Pixar’s latest film, Brave, is the studio’s first original fairytale, and also the first to feature a female protagonist. Although the story is not as original as past Pixar films such as Toy Story, Finding Nemo, or WALL-E, it still carries the same charm, spirit, and quality many have come to associate with the studio. All of the characters are unique and relatable, providing the usual right mix of drama and humor. The protagonist, Merida, is especially spirited, driven, and instantly likable. Although some may assume that the film is geared towards girls, as technically Merida can be added to the list of Disney princesses, I still found the film incredibly entertaining and appealing for both genders and all age groups. There is plenty of action, humor, and more masculine comedic moments alongside the mother-daughter tension that is the primary focus of the plot.

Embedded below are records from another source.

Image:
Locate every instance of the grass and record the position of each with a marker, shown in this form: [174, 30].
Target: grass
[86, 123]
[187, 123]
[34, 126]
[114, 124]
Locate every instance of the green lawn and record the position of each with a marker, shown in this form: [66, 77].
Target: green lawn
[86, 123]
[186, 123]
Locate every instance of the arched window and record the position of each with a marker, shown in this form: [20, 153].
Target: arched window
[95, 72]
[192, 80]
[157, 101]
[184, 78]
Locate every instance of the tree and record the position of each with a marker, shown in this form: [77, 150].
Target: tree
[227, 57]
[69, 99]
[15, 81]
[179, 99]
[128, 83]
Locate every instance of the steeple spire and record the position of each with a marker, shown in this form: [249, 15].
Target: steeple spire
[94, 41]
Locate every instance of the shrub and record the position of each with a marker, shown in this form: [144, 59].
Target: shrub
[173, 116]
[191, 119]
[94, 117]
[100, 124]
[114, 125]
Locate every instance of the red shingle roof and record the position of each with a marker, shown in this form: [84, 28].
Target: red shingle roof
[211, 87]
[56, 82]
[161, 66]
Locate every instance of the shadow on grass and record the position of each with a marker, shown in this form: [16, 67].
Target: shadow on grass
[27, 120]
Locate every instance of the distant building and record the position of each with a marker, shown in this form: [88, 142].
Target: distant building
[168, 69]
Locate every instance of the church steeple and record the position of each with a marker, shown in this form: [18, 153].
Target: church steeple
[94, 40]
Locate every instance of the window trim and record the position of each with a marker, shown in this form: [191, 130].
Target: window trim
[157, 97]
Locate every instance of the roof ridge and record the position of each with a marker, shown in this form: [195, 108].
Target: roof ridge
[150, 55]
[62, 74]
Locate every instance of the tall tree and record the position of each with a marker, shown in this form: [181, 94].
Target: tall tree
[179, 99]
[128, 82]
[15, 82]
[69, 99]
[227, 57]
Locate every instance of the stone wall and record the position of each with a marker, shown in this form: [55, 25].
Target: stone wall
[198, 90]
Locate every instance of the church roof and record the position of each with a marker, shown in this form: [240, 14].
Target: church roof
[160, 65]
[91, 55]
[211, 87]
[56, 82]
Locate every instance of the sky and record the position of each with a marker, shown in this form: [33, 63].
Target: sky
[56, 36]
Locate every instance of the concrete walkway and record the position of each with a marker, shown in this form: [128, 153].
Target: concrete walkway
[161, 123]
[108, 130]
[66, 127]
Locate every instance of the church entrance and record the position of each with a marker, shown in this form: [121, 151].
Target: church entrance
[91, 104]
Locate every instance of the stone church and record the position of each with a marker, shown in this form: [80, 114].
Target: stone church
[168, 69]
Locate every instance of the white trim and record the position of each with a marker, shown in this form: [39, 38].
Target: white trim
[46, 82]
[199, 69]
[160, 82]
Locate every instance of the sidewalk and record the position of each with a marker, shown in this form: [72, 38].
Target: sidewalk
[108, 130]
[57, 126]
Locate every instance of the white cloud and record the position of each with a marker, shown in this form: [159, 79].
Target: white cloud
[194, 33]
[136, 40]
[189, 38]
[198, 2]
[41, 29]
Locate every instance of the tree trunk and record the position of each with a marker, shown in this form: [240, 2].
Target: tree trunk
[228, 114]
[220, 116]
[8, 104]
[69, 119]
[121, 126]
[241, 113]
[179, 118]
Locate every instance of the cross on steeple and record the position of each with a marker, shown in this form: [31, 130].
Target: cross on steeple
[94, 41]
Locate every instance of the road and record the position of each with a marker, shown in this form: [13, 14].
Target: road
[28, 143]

As expected from a Pixar movie, the animation and art style are simply breathtaking. The Scottish scenery is beautifully rendered, particularly the many scenes within the forest. In some, I noticed every single blade of grass individually rendered in high detail. Each of the varying landscapes, from the sunny forest to the castle interior to the foggy mountains, look beautiful and incredibly detailed. Also, as her defining attribute and most likely the most difficult technical challenge for the film, Merida’s wonderfully curly hair deserves mention. The hair simulation is fantastic, particularly the few scenes when her hair gets wet and still maintains realistic shape and movement. The film also contains excellent cloth and crowd simulation. Additionally, I thought the modeling work on the demon bear Mor’du was exceptional, and would really like a chance to see him fully lit to examine the details.
Overall, while Brave‘s story might not please all of the critics or become an instant fairytale classic, it is never-the-less an entertaining, heart-warming story and an incredibly beautiful film.